Facilitating Instead of Dictating

Early in my career I thought showing my worth on a team meant having my ideas win. I was far too attached to those ideas, which left me frustrated when they weren’t chosen and worst of all made working with others more difficult. Over time I learned the right approach wasn’t to dictate solutions, but to facilitate problem solving. This approach has benefited everyone involved, led to better solutions, and to better relationships.

Being a Dictator

Dictating solutions, be it as an engineering lead or a product manager or from entirely outside a team, creates a single point of failure and stifles the creativity of one’s team. The dictator becomes a bottleneck for the team, which slows down decision making, robs others of a chance to grow and contribute, and ironically stunts the dictator’s own growth as they spend time answering questions for others rather than looking ahead. Dictating solutions also alienates others and harms working relationships when mixed with poor communication or aggression.

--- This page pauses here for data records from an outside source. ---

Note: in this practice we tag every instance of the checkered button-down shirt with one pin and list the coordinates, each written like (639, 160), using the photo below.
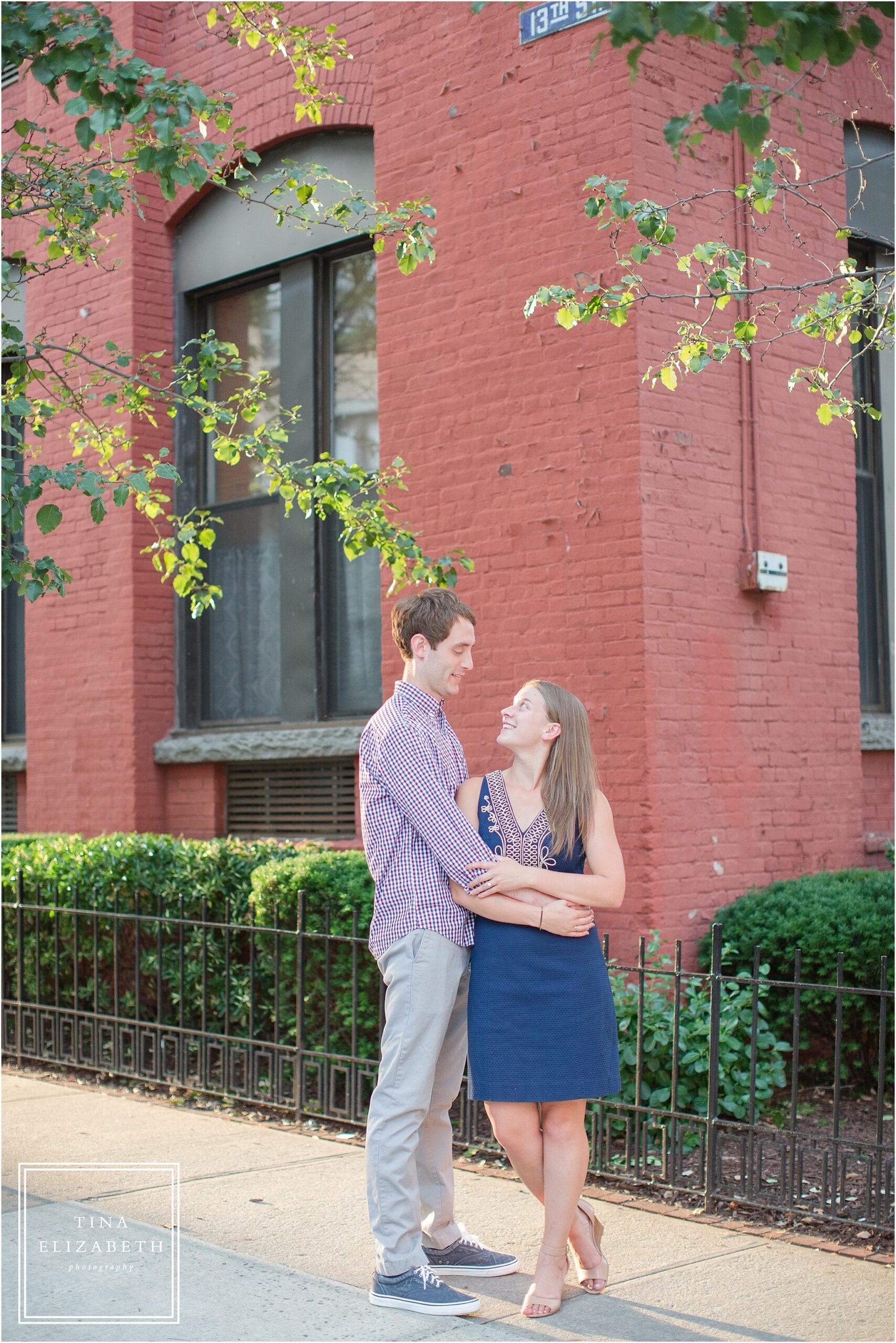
(411, 764)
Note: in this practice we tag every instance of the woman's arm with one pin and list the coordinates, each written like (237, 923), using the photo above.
(602, 888)
(557, 916)
(527, 905)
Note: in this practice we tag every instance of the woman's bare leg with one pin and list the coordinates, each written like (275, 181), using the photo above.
(552, 1154)
(518, 1130)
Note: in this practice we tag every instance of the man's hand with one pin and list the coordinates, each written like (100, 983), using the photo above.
(500, 877)
(567, 920)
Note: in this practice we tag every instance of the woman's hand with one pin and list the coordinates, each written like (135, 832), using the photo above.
(567, 920)
(502, 877)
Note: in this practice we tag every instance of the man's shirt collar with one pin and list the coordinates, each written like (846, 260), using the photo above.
(418, 703)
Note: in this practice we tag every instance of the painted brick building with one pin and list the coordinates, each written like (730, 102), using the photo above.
(607, 521)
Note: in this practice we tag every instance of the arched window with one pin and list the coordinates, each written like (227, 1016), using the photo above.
(296, 637)
(870, 202)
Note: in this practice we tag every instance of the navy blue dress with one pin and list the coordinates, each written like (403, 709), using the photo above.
(540, 1017)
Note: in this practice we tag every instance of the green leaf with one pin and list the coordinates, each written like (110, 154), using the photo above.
(85, 135)
(49, 517)
(753, 131)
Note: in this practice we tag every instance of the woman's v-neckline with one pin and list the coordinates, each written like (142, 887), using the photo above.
(507, 798)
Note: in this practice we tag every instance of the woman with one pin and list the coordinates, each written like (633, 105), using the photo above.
(542, 1022)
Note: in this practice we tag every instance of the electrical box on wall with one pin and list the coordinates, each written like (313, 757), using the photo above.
(762, 571)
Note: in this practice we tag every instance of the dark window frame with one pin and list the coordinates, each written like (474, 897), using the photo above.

Often this sort of behavior isn’t malicious, the dictator may even believe they’re helping. People inadvertently cause harm in an attempt to be the go-to person, doing their best to remove a bit of the burden from others. That’s what I thought I was doing many years ago, and it wasn’t until I saw others facilitate that I realized the benefits of intentionally making space for others to contribute.

Being a Facilitator

Leading as a facilitator means coming to one’s team with a problem instead of dictating a solution, then working with them to find the right approach regardless of whose idea it is. This shows the team their input is valued, which helps them become invested in the work and it makes space for others to learn, teach, and show their creativity.

Sometimes there’s a lack of ideas because the problem space is poorly defined or too big. In the former case I like to ask questions to help better frame the problem, and in the latter I like to break the problem down into smaller problems to be solved. If there are many problems I like to explicitly delegate finding a solution to each problem to a single person. They don’t have to figure it out on their own, but they’re responsible for coming back to the group with a solution.

Being a facilitator also means admitting one’s mistakes and making peace with letting go of good ideas in the interest of moving the team forward. In the past I’ve made the mistake of coming to my team with a solution, and even when it was a good solution that action left them wondering what their role was aside from execution. This behavior is sometimes displayed by engineers who transition into management roles—that was certainly the case for me. Solving engineering problems was something I was comfortable doing and it was (and sometimes still is) easy to fall into wanting to overstep in the interest of being helpful. That’s a great way to waste talented minds and prevent people from learning. This isn’t limited to new engineering managers though—I’ve observed this behavior at various levels of leadership.

These days I’m better at making space for others to thrive, and it comes from one simple question: am I coming to my team with a solution or a problem? I’m still a problem-solver at heart, so when I do have a suggestion I make sure to frame it as an option, one option, something to consider and not a prescription. Of course, sometimes I do need to step in, and it’s a fine line, but I try to do so by asking questions to ensure we consider key problems we need to solve. That’s because, as always, it’s about the problems, not the solutions.